“Olimpiyat Oyunlarını izlerken sporculara müsabaka öncesi ya da sonrası sorulan “Kaygılı mıydın? Gergin misin?” tarzındaki sorular her zaman sporcuların maruz kaldığı sorulardır. Sporcular da çoğu zaman kaygılı olmadıklarını söylerler. Yapmamız gereken şey; onların kaygılı olup olmadıklarına bakmak yerine, bizim kaygı dediğimiz şeyi onların nasıl yorumladığına bakmak.”
“Kaygılı olduğumuzda yaşadığımız şeyler şunlardır: Kalp atışımız hızlanır, kendimizi daha gergin hissetmeye ve terlemeye başlarız.
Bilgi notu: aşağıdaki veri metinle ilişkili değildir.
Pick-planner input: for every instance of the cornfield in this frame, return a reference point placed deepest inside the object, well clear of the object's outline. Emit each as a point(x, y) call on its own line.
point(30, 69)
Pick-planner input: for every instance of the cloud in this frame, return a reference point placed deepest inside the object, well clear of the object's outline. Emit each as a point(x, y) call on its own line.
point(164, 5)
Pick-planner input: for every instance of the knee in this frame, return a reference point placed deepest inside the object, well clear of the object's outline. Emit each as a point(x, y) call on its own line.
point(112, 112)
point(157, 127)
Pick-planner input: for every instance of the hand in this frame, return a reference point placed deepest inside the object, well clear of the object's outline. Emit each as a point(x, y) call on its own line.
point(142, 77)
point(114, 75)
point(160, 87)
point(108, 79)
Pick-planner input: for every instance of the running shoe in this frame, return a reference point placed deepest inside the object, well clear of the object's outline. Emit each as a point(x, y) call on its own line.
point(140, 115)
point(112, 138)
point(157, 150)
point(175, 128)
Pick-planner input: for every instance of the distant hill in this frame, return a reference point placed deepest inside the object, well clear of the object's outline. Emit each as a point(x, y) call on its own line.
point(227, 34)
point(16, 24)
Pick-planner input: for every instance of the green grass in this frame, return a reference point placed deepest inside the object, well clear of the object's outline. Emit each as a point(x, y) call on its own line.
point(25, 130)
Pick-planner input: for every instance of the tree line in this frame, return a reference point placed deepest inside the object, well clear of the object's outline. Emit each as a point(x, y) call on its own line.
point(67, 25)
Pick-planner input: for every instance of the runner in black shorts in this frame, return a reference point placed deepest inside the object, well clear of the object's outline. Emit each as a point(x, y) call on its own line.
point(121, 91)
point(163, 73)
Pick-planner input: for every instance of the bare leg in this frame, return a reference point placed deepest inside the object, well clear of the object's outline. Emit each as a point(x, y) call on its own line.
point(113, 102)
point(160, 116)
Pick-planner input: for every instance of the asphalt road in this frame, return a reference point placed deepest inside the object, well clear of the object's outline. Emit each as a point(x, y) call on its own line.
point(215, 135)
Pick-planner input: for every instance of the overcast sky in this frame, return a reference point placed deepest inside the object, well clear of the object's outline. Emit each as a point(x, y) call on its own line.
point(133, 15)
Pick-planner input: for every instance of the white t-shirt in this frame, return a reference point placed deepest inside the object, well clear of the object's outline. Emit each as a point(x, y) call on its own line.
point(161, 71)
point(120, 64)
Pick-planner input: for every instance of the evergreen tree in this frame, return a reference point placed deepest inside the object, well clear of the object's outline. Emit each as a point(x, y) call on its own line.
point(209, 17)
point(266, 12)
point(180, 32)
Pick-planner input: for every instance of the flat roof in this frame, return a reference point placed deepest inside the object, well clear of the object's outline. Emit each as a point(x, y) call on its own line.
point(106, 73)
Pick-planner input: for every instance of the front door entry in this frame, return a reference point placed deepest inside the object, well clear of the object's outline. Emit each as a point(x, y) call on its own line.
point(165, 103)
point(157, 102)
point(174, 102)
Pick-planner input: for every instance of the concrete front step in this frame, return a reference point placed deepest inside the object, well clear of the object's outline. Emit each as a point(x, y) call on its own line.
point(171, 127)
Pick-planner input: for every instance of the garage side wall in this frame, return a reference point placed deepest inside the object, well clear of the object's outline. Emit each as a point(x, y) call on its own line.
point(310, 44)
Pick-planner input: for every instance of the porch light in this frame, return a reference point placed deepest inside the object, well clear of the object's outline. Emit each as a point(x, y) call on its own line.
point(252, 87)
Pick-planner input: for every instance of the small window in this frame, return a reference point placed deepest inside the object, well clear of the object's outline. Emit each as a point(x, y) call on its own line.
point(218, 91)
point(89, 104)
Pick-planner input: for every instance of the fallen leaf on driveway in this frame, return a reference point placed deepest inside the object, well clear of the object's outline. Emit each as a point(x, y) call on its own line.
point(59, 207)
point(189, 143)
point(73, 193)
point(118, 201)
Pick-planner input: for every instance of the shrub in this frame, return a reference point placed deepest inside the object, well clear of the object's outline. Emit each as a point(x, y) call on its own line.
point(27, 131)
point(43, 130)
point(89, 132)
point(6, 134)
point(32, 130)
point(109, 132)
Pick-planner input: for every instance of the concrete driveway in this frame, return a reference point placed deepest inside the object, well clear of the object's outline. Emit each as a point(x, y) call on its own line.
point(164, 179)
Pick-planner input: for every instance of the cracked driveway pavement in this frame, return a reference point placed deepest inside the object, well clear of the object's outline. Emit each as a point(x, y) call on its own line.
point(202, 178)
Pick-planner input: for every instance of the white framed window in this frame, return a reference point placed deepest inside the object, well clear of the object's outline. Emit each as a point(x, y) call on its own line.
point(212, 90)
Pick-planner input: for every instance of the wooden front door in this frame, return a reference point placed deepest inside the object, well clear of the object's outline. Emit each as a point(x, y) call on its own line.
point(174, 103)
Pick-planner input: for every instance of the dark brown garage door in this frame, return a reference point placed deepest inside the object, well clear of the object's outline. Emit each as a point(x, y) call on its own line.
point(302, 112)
Sonrasında da bunun kaygı olduğuna karar veririz. Peki heyecanlı hissettiğimizde ne yaşarız? Kalp atışımız hızlanır, kendimizi daha gergin hissetmeye ve terlemeye başlarız. Kaygı olarak yorumladığımız uyarıcıların aynısını heyecanlıyken de hissederiz. Olimpik sporcular, hisleri yorumlamanın farkını iyice anlamışlardır ve bizim kaygı uyarıcıları olarak düşündüğümüz şeyleri onlar heyecan uyarıcıları olarak yorumlarlar. Böylelikle zihinlerine kodladıkları şey farklıdır: “Kaygılı değilim, heyecanlıyım.”
“Bunu fark ettikten sonra, kendi hayatımda da bu yöntemi denedim, ne zaman kendimi kaygılanıyor gibi hissetmeye başlarsam bunun heyecan olduğunu kendime tekrarladım. Büyük kitlelere konuşma yaparken, bana sorulan nasıl hissediyorsun sorusuna kaygılı ya da endişeli demek yerine, heyecanlıyım diyorum. Bunu kendime söyledikten sonra gerisi otomatik olarak gelmeye başlıyor. Beni geriye çekmek yerine ileriye taşıyor.”
Kaygı verici olaylar her zaman karşımıza çıkmaya devam edecek, ama bu olayları olumlu bir şekilde yorumlamayarak avantaja çevirebilmek bizim elimizde.